We left Bassam early on October 28th to tour the Ghanian coast and Accra the capital city. Driving to the border was fine, but crossing it proved to be a little more difficult. Of course, we didn't have exactly the "right permits" and so things started to get sticky but then we told them we were going to Accra to meet Azumah Nelson, the greatest African boxer ever, and things improved a little. Meeting Azumah was true because one reason for the trip was to take Maget, tall guy in the pics below, to Accra to start training with Azumah. Maget is training to become an MMA fighter and he needs boxing training as he is a great Senegalese wrestler but needs other skills to compete at MMA. At the border, matters eventually became friendly, and the guards all are coming to Bassam to watch boxing with us. (Interesting, boxing is big in Ghana and we passed random villages and saw kids boxing in the road--basically throwing haymakers at each other.)

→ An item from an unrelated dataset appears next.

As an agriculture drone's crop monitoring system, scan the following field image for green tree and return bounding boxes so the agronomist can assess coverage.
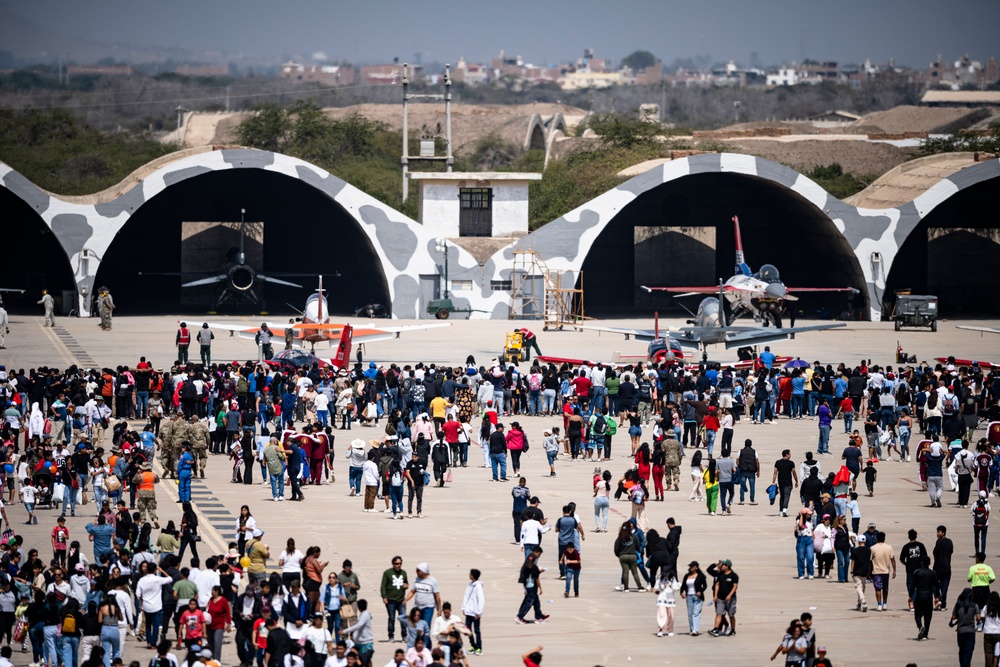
[622,49,656,72]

After the border, we started to encounter check points which we knew was going to be part of the trip. This is not common in the Ivory Coast but there were a lot of stops in Ghana. The first few were fine and we actually had a great time with the guards at one check as you can see in the pics below. They asked for nothing, although I gave them 10 cedi for a beer, and they told us to come back on the way home to eat with them. The good times, however, ended further along when we were stopped at another check and asked why we did not have an international driver's license. We said we didn't need one and at the border we cleared all paperwork including our license. Oh no, they said, that is wrong you need an international driver's license to drive in Ghana. Oh really, is that right? They did not budge on it so it became clear that we needed one or we needed to pay a "ticket" which of course I ended up paying. Not bad at 50 cedi which is about $14. Not everyone was happy that we paid the "fine" (Cogley, other white guy in pics) but if it saved us a lot of time then I was fine with it.
All-in-all, the trip from Abidjan to Accra was interesting and full of twists and turns. Ghana is the darling of the West and supposed to be one of Africa's shining stars as a free democracy that has an emerging economy. Hmmm....not exactly what I have seen on the ground here. As an aside, Ghana is still a very, very, very poor country. Period. I wonder if the people who write these things have actually been to the places they write about. It really makes you wonder sometimes.
John Doces. Je vous écris de la Côte-d'Ivoire en Afrique.